Spirit of the Marathon - Review

Today's Total Calorie Intake:  2326
(Exercise Calories:  361)
Total Net Calories:  1965

I went to see The Spirit of the Marathon tonight.  The movie follows 6 different people who planned to run the 2005 Chicago Marathon (luckily, they were not filming the 2007 Chicago Marathon which ended up being pretty disastrous).  It followed them through their training and then through the race.  It featured two elite athletes, two first-time marathoners and two repeat marathoners (one trying to qualify for Boston).  Of course, I related to the stories of the first time marathoners the closest (and they both finished the race - with respectable times to boot - which put me a little more at ease for May 4).

The movie was inspiring to me - knowing that all of this training will pay off and I will cross the finish line.  However, there were also one thing that this movie brought to light which I had not thought much about yet - Hitting "The Wall".  Basically, there comes a time in the marathon where you have pretty much used up your stored and available energy and you end up "running on fumes".  This happens to many marathoners somewhere around 20 miles into the race - so if you hit the wall at this point you end up running the last 10K "on fumes".

And it looks painful.

The movie didn't dwell on this much, but as they showed many of the race participants towards the end of the race I could see from their faces that this was a mind-over-matter struggle.  After running for over 3 or 4 hours (I'm talking normal people here - not the elite runners), it looks like your body is in physical pain yet your brain is making your body continue.

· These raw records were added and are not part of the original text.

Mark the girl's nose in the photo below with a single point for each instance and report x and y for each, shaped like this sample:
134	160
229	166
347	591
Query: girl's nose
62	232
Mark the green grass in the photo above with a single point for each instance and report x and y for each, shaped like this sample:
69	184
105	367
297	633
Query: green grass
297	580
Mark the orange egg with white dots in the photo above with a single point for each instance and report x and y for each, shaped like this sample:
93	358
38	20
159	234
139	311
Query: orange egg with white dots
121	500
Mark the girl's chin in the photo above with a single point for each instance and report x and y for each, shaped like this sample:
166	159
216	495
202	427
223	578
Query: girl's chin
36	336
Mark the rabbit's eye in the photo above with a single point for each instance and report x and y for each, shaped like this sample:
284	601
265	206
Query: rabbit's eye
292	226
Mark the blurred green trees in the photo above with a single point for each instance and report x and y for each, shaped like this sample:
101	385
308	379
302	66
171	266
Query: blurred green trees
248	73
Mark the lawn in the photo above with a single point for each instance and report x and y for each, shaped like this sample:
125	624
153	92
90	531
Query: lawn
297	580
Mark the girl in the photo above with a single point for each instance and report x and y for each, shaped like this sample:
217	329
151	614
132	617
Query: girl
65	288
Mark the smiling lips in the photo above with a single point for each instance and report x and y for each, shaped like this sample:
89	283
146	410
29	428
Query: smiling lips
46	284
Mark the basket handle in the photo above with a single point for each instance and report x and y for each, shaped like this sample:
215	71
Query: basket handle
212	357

I know that I'm currently training myself up to be strong enough physically to run this race.  However, after watching some of the race footage, I'm wondering if there is some way I can train myself mentally to be strong enough to run through the pain?  Is just getting my behind out of bed at before the sun rises four days a week to run enough mind-over-matter training to get through the physical discomfort of miles 20 through 26.2????  I hope so...

1 comment:

Anonymous said...

Hey Mike, I just saw SPIRIT OF HTE MARATHON, and have run two of my own marathons, too. Just wanted to chime in and say that your long runs will help you develop the mental toughness needed for the last 6.2 miles of the race. Everyone has their own inner, emotional & spiritual, reserves they tap into those last miles. You will find yours, too.